BCCI’s move to play Ranji games in neutral venues may fail: Former cricketers
The BCCI technical committee’s recommendation that Ranji Trophy matches in 2016-17 should be played at neutral venues may have some positives but former cricketers don’t think it is a great move.cricket Updated: Jun 06, 2016 09:29 IST
The BCCI technical committee’s recommendation that Ranji Trophy matches in 2016-17 should be played at neutral venues may have some positives but former cricketers don’t think it is a great move.
“The idea is not bad,” said Chandrakant Pandit, coach of the Mumbai Ranji team. “It may help when we are looking at the promotion of the game, but there is hardly any crowd for Ranji matches.
“Cricketers miss spectator backing because when two non-local teams are playing, locals don’t have any interest in the match. Last year, when we played the final (against Saurashtra) in Pune, there was hardly any crowd support.”
The move to shift matches to neutral venues came up after issues related to altering of pitches to suit home teams.
Pandit felt a team should not be robbed of home advantage. “You get home advantage but winning the toss is in nobody’s hands,” he said.
For former India cricketer Maninder Singh, the priority is cricket. “I think it is a great idea because last year’s Ranji matches were finishing within two days and that has to stop for Indian cricket to improve,” said Maninder.
“We can think about crowd interest or we can think about Indian cricket. I would rather choose Indian cricket because the way we played Ranji last year, we could have hit another low without crowds at all. The crowd hardly comes. It a great proposal to empower Indian cricket,” he added.
Some members of the technical committee even contemplated doing away with the toss – a system being used in County cricket – but they eventually decided against it.
“A major concern is getting crowds for first-class matches,” said Praveen Amre, a former Mumbai player. “But if matches are played at neutral venues, that increases the likelihood of empty stadiums.”
“It isn’t easy for fans to go watch their teams at a neutral venue.
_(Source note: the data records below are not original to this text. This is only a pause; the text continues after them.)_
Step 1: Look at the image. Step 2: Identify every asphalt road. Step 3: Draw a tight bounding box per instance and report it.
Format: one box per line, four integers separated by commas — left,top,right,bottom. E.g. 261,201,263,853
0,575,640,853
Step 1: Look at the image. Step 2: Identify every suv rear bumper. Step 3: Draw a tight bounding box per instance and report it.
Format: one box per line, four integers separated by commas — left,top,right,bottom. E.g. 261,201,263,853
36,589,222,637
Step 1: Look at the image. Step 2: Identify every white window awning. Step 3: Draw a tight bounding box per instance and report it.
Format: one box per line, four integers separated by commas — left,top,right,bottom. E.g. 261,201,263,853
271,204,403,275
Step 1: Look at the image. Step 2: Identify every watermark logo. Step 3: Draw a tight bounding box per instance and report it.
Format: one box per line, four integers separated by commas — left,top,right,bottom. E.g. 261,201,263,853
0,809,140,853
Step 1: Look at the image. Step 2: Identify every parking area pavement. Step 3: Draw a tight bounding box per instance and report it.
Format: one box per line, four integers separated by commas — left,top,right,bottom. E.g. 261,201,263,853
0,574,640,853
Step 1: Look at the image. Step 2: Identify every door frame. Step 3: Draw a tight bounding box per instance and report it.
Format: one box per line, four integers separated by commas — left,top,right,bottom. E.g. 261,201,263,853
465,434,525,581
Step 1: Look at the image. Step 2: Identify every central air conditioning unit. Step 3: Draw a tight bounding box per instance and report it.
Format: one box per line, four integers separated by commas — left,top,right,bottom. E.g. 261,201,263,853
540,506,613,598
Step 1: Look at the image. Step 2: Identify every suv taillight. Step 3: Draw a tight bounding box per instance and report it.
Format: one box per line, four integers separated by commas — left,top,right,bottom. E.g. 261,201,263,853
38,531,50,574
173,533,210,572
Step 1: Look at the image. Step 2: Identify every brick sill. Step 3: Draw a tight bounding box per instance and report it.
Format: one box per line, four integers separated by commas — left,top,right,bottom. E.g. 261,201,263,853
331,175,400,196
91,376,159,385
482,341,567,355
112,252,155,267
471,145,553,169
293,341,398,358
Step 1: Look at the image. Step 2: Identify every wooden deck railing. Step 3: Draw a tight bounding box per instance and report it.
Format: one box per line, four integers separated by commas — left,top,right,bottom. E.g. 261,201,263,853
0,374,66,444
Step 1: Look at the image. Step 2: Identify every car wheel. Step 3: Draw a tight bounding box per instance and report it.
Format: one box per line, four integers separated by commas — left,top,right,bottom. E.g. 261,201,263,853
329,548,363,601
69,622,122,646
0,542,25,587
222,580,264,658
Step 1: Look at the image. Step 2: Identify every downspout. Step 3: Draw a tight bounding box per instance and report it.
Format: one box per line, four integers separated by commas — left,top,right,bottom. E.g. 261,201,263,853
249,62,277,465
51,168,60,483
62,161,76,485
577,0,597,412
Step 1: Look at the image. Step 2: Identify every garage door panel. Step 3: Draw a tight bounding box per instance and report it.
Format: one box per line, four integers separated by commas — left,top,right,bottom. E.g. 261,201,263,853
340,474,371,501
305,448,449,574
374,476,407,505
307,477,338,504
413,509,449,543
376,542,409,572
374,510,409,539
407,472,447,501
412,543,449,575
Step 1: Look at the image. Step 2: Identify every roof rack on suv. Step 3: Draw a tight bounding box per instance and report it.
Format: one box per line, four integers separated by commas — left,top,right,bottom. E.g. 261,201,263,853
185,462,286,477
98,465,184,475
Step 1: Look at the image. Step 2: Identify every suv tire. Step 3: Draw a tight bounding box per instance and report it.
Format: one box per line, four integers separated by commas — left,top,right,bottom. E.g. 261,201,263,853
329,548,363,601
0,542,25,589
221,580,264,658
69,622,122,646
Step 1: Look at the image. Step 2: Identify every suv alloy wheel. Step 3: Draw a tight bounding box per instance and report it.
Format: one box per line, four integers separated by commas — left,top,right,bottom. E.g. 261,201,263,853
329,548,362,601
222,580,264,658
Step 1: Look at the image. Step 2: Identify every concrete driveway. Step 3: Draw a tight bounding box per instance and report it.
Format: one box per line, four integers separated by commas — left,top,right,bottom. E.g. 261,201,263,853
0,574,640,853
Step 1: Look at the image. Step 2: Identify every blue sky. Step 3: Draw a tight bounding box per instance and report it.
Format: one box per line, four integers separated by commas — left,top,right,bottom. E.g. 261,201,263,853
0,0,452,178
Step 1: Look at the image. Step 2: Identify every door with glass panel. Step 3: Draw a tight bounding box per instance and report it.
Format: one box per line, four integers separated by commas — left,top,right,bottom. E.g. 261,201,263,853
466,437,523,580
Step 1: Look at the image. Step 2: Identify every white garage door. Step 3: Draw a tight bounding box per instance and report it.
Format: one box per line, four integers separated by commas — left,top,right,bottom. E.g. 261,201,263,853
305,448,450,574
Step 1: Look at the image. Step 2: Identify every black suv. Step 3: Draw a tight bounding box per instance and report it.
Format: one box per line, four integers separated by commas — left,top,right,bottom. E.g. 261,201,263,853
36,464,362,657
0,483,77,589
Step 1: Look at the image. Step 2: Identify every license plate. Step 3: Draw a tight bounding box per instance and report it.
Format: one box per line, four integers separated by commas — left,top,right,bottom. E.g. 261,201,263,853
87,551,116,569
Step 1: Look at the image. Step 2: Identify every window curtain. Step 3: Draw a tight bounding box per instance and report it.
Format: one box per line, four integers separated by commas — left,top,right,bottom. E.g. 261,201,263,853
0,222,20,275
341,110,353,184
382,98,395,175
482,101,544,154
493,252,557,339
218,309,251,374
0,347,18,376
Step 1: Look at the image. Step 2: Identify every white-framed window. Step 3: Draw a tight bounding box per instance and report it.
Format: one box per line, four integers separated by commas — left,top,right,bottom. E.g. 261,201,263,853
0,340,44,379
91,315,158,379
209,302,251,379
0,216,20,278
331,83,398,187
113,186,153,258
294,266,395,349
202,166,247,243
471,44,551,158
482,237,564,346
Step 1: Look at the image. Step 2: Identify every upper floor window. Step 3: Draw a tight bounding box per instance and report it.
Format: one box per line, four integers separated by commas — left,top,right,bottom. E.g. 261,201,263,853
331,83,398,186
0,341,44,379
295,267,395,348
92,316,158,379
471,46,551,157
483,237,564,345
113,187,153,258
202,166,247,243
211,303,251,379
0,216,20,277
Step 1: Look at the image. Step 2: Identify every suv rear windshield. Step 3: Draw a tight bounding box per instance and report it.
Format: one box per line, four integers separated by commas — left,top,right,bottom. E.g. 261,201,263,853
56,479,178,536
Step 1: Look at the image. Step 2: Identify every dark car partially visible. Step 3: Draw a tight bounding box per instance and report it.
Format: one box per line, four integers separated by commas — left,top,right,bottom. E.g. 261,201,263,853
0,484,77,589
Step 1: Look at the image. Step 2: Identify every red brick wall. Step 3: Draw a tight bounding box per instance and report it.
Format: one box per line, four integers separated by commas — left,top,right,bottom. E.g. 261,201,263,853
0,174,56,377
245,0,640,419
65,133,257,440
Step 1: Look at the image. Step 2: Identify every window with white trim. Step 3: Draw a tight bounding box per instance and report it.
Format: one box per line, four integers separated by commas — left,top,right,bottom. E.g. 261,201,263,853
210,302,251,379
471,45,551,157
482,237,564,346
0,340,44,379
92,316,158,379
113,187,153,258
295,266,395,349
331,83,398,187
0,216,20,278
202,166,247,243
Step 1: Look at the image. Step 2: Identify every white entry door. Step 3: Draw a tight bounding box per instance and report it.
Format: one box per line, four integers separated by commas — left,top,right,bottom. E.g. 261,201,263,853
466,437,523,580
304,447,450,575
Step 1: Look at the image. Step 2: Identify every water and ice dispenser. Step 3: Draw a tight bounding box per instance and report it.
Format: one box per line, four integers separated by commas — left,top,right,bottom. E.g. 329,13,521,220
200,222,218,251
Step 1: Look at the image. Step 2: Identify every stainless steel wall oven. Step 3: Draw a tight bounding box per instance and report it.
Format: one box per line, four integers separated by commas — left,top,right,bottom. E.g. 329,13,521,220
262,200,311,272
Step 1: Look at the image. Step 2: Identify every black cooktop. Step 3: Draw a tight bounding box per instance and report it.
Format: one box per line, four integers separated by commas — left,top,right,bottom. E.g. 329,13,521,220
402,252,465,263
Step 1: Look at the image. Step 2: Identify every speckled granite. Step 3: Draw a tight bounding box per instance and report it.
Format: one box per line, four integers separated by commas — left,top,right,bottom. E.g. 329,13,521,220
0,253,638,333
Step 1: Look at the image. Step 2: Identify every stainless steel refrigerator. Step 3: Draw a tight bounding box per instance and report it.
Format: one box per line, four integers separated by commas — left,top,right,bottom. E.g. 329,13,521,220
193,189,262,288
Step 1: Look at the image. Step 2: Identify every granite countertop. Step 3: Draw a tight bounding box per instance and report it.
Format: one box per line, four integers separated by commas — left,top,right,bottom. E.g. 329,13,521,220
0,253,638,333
By that logic, would you see, say, people in Delhi turning out in big numbers to see Mumbai vs Karnataka game at the Ferozeshah Kotla,” Amre asked.
He admitted that even stars don’t manage to pull crowds during Ranji games. “We once played in Hyderabad with Sachin Tendulkar and hardly anyone came. But, if that match had to be played in Mumbai then 50 per cent of the stands would be full.”
Former India cricketer Madan Lal supported the change. “I think it isn’t a bad idea. I think they proposed it before as well. People don’t come regardless of the venue for Ranji matches. First 50 people used to come and now 25 people will come,” he said.
“They are trying to provide good wickets so that the standard of wickets can improve. That is the committee’s intention. You have to keep on trying different things. The domestic structure is not given much importance. There is no harm trying something different. They are trying to improve the standard of Ranji cricket which is good. People who want to watch a match, regardless of the team, will turn up because they like to watch good cricket,” said Lal.
The technical committee of the BCCI has recommended keeping neutral venues for the upcoming Ranji season.
The Sourav Ganguly-led committee has floated the idea of hosting Ranji matches at neutral venues in a bid to “make domestic cricket more competitive and rule out the issues related to preparing specific wickets for home teams, as well as to expose players to play in different conditions”.
The recommendation will be tabled at the BCCI Working Committee meeting.